Do you ever feel like you’ve forgotten who you are?  That your identity has somehow become buried beneath being a boss, parent, partner and someone’s (grown) child?  When we introduce ourselves, we tend to identify with a role appropriate to the context.


In extended family gatherings, you might introduce yourself according to your connection to other people, “Hi, I’m John; Barbara’s brother.”


At a dinner party, you may introduce yourself based on your profession, because as far as schemas go, people are bound to ask, “And what do you do?”  They’re sizing you up, in terms of your status, how much you probably earn and whether you’re a good connection for them to further acquaint themselves.


But what happens when you retire? Or you’re made redundant?  How do you define yourself if it’s closely tied to your job, or your spouse and you become widowed?


These roles are not who you truly are, although who you are is somebody with multiple facets to your identity that you accentuate or play down depending on the situational context.

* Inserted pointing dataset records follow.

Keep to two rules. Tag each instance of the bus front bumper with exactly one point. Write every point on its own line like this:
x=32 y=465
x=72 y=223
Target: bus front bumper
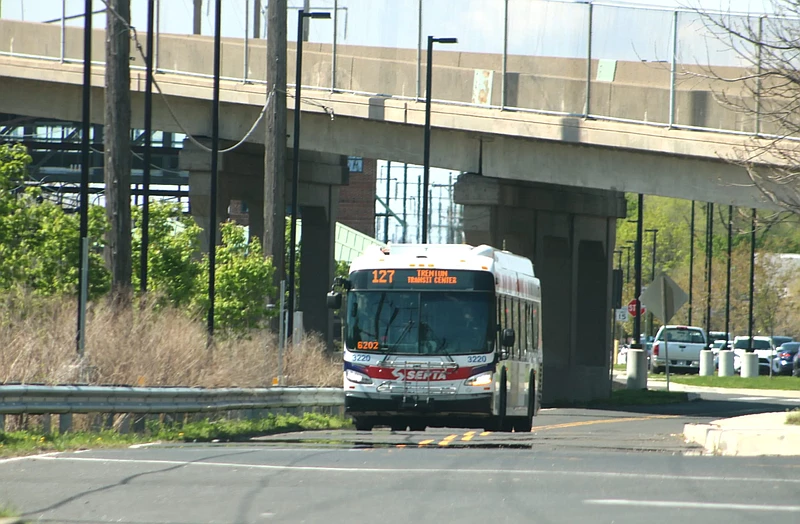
x=367 y=404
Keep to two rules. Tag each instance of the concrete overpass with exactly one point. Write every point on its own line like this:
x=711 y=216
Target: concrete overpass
x=549 y=186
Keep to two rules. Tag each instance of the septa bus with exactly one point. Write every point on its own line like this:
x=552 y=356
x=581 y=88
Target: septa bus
x=441 y=335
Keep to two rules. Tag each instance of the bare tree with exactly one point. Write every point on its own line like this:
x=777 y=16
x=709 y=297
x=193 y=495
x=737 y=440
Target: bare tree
x=767 y=92
x=118 y=147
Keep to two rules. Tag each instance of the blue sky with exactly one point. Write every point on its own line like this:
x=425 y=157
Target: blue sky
x=623 y=31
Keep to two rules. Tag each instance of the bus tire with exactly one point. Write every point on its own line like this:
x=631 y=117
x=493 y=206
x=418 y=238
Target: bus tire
x=525 y=424
x=363 y=423
x=501 y=421
x=417 y=425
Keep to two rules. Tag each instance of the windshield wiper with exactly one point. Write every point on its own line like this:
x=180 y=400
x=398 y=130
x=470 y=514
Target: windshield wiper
x=442 y=349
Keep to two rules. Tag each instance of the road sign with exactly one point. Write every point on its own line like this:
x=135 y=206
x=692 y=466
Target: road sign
x=664 y=297
x=632 y=308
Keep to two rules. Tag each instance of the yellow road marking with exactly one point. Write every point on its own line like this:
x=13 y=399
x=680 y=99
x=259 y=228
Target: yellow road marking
x=600 y=421
x=446 y=441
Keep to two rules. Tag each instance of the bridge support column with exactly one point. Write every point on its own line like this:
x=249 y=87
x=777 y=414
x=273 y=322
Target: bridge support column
x=320 y=177
x=241 y=178
x=569 y=234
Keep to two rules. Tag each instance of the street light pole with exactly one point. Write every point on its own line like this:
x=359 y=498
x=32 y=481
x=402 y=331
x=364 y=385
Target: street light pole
x=427 y=150
x=691 y=263
x=301 y=16
x=653 y=263
x=637 y=277
x=652 y=278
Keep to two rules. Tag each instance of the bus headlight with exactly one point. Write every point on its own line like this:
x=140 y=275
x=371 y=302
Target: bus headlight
x=483 y=379
x=358 y=378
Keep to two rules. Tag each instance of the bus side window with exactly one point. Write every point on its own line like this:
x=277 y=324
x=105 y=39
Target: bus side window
x=518 y=325
x=528 y=328
x=499 y=329
x=523 y=346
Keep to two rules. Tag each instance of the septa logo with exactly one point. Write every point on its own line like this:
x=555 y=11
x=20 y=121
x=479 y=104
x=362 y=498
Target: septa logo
x=420 y=374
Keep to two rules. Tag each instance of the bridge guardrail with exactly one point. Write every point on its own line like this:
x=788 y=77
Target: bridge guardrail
x=600 y=34
x=69 y=400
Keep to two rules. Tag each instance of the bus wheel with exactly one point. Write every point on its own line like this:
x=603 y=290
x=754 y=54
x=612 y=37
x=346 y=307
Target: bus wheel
x=363 y=423
x=524 y=424
x=501 y=421
x=417 y=425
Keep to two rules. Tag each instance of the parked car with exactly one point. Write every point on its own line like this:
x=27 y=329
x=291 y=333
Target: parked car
x=779 y=340
x=683 y=343
x=763 y=347
x=786 y=357
x=796 y=371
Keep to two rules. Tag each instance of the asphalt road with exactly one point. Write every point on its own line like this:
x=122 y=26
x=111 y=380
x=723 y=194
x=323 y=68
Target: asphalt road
x=622 y=466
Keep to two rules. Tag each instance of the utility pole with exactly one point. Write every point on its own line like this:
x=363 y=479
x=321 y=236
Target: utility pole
x=256 y=18
x=118 y=148
x=197 y=19
x=274 y=241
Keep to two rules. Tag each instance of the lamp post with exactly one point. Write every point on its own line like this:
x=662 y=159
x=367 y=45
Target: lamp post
x=652 y=278
x=301 y=16
x=427 y=150
x=627 y=263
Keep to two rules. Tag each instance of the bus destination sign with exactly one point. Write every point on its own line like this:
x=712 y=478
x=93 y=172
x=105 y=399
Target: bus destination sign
x=433 y=276
x=422 y=278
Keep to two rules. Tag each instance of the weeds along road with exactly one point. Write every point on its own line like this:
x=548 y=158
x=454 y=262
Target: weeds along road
x=578 y=465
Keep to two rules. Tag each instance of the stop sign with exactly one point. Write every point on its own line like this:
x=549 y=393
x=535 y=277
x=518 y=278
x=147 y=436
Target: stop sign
x=632 y=306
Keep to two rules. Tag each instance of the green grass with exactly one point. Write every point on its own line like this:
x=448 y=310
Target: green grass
x=761 y=382
x=632 y=397
x=30 y=442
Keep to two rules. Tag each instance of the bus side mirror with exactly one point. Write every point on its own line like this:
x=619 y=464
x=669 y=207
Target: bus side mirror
x=334 y=300
x=507 y=338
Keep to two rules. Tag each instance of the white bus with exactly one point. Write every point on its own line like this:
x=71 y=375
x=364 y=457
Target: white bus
x=441 y=335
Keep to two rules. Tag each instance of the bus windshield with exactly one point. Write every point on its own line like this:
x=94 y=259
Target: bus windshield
x=427 y=322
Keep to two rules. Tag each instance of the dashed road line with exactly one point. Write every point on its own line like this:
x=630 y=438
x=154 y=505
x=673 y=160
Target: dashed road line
x=679 y=504
x=447 y=440
x=599 y=421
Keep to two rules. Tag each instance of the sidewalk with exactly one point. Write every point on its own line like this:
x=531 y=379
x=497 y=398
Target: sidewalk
x=749 y=435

There will be times in life when you’ll question your identity and it’s those times when we’ve lost a sense of who we thought we were and are unsure of who we are becoming.  We’re sort of “Lost in Transit”.


So, what can you do about it?

Rediscovering who you truly are, when you peel back all the layers, is deep work, especially if you’ve entangled your identity with your job.  Or you’ve changed so much of yourself to become “the perfect partner” for someone else, you no longer recognise the reflection staring back at you in the mirror.


Here’s three ways you can start to reconnect with your own truth about who you are:



Begin focusing on your breath. Inhaling, allowing your stomach to expand and allowing your stomach to retract as you exhale.  That will help you to become present. When you’re present, you’re not focusing on past events or future concerns. You’re alive, existing in the moment.  Dedicate 5 – 10 minutes each day to being present. Being in a calm, peaceful space where no labels can define you.



Intentional writing is a great way to uncover hidden thoughts about situations in your life.  Finding and changing those unconscious thoughts and patterns is the key to freeing yourself from a life you’re no longer happy living.  Spend a couple of minutes focusing on your breathing and then, begin writing questions and allowing the answers to come to you. This is an access all areas Q & A with your unconscious mind.  Write down the question followed by the answer, which may then prompt a subsequent question.


If you’re new to intentional writing, you may want to start with a feeling or behaviour based Q & A first.  For example, Q: “Why do I become stressed?” Write down whatever answer springs to mind. Q: “What is the purpose of being stressed?” Write the answer.  Q: “What does stress stop me from doing?” Write the answer. Q: “What could I achieve if I wasn’t stressed?” Write the answer. Q: “Does that scare me (and if so, why)?”  Keep writing until you uncover the crux of the matter.



More people are becoming aware that the gut is considered “the second brain”, thanks to neuroscience research findings.  This has implications for our gut health, gut instinct and makes sense of wanting to “sleep on it” when we have a major decision to make.  Your gut needs time to ‘digest’ information, because it has a longer dwell time than the brain in your head.


In addition to digestion and other biological functions, your gut has what is called, “prime functions”.  That is self-preservation, identity and mobilisation. If you feel “stuck”; if there’s a situation where you decide not to act, it may be that you lacked “gut courage” to take action.  If you need to move on a situation, to make a decision, you may need “gut courage”. You may be wondering why identity is associated with the gut? The gut is the first part of you that forms in the womb.  So anytime you need to work on your identity, your gut is a great place to start. mBraining by Grant Soosalu and Marvin Oka takes you on a journey that’ll help you understand your gut brain, how to work with it, identity and more.